For deconvolution of T cell subtypes, we utilized our T cell atlas with annotated T cell states from glioblastoma IDH wild-type patients. The annotation contains groups for CD4 (6 cell states) and CD8 (6 cell states) spanning effector to T cell dysfunction7. To annotate the T cell state to each clone derived from the SPTCR-seq, we estimated the likelihood of each T cell states by RCTD \(({s}_{1,..,n})\) for each clone \(({c}_{1,..,n})\) resulting in a \(s\times c\) matrix in which \(s\) is calculated by \({f}_{\left(s,n\right)}=\left\{\begin{array}{c}{s}\hfill {n}=1\\ \mathop{\sum }\nolimits_{i=1}^{n}{s}_{i}\hfill \;\;\;{n > 1}\end{array}\right.\) with \(n\) representing the number of spots in which the clone \(c\) can be detected. This matrix was used for dimensional reduction with Uniform Manifold Approximation and Projection41. A similar approach was chosen to define the transcriptional niches of each clone. A matrix of \(c\times T\) was computed in which \(c\) was the clone and \(T\) the averaged scores of each spatial distinct transcriptional program4. The matrix (\(c\times T\)) was visualized by frequency of clones per transcriptional program by a mosaic plot using the geom_mosaic function.

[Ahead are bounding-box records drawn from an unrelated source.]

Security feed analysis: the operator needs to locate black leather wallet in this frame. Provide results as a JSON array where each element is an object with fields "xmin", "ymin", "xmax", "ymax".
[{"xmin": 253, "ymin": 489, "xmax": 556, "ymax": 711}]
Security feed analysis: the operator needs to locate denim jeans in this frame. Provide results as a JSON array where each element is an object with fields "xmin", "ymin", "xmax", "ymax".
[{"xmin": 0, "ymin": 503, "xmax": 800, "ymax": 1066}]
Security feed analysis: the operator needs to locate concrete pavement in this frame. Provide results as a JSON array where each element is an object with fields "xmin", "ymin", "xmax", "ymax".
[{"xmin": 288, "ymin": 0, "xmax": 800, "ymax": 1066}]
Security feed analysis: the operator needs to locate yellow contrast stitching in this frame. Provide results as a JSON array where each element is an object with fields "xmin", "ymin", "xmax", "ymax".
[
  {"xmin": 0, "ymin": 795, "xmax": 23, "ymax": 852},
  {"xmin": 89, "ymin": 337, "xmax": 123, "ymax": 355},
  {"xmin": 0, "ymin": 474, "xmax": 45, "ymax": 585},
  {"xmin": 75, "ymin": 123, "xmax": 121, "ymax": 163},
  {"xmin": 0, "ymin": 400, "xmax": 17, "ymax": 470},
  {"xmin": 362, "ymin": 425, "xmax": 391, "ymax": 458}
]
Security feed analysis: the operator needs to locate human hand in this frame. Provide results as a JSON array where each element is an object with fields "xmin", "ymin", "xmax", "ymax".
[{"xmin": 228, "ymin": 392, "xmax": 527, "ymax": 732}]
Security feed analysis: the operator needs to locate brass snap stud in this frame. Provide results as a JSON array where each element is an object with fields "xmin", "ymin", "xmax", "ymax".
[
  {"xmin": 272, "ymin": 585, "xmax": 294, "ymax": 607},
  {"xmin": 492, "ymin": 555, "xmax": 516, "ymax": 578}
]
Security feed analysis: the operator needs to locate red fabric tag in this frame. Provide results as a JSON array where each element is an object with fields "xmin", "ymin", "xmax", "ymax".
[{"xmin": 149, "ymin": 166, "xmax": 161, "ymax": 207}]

Spatially weighted regression analysis

For spatially weighted correlation analysis we used the function SPATAwrappers::runSpatialRegression with the following parameters: In case of multi parameter comparisons (\(n \, > \, 10\)) we used the model: canonical-correlation analysis (CCA), for lower number of parameters we applied the Spatial Durbin linear (SLX, spatially lagged X)42 or the Spatial simultaneous autoregressive lag model43. The parameters smooth and normalize were set as false. The spatial regression analysis will provide a matrix \(n\times n\) in which \(n\) are the selected variables with corresponding \(x\) and \(y\) positions and estimated neighbors.

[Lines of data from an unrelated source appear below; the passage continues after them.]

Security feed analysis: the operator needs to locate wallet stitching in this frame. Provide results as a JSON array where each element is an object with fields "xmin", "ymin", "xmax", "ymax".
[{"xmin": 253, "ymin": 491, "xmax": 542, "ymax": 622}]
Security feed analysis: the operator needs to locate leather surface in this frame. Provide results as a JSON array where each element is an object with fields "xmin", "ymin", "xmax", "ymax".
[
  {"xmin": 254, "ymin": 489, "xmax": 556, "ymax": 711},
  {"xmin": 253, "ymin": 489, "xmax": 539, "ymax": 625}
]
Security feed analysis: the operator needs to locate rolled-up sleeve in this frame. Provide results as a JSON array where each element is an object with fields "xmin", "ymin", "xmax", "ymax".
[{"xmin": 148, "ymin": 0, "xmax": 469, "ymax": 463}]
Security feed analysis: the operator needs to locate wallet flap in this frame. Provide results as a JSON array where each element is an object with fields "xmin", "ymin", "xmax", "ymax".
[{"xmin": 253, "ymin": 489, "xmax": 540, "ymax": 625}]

Code and language optimization

In this study, we employed multiple large language models (LLMs), including ChatGPT, to enhance computational efficiency, streamline code explanation and documentation, and refine the wording in the results section. We specifically integrated ChatGPT into R software to optimize and restructure the R code. Additionally, we utilized ChatGPT and other LLMs to accurately translate computational processes into coherent and precise written text within the methods section.

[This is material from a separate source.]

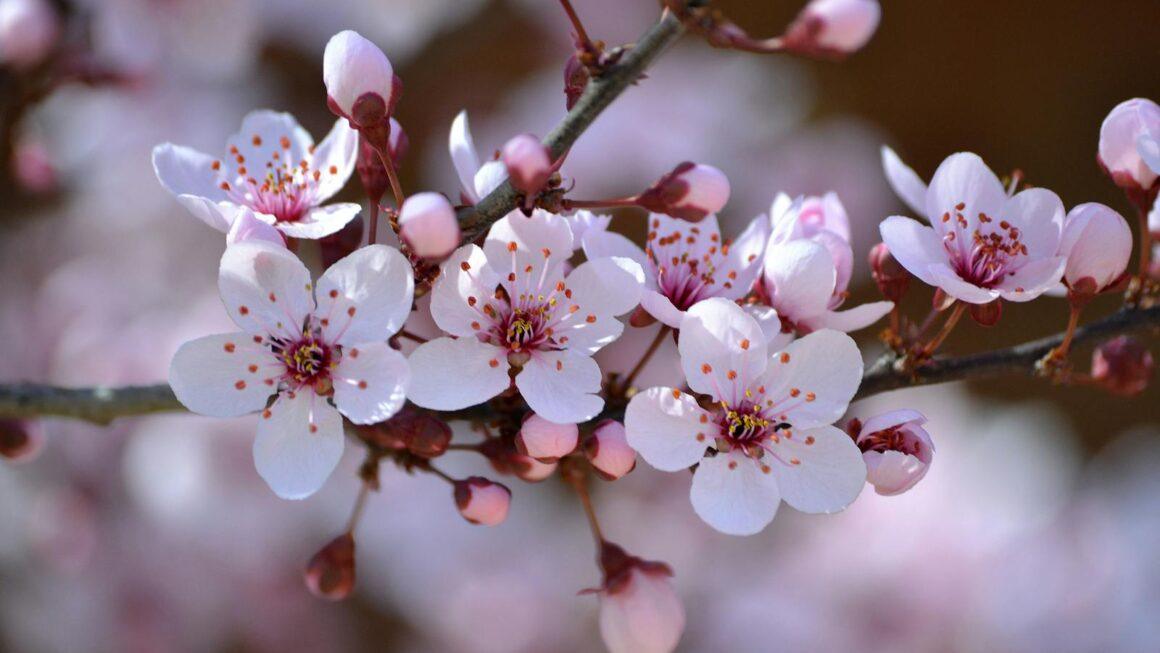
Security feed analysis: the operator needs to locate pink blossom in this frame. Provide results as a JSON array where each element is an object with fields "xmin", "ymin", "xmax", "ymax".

Statistics and Reproducibility

In this study, histological annotations and local clonal expansion analyses were conducted on a selection of nine primary and recurrent glioblastoma samples, establishing the basis for robust findings. Evidence supporting these analyses can be seen in various figures throughout the study. Specifically, Figs. 1b, 3c, and 4d present surface plots that demonstrate the interplay between histological patterns and T cell infiltration. Additionally, Fig. 5f, g depict local T cell clonal expansion patterns, elucidating our methodology further. Figures 5d and 2f offer relative and absolute quantitative analyses respectively; the former displays the distribution of histology presence across all samples, while the latter provides a count of TCR_UMIs per sample across all histology subtypes. It should be noted that the sample size was not determined using a statistical method, and all data collected were included in the analyses. The investigators were not blinded to allocation during experiments or outcome assessment, and the experiments were not randomized.

Reporting summary

Further information on research design is available in the Nature Portfolio Reporting Summary linked to this article.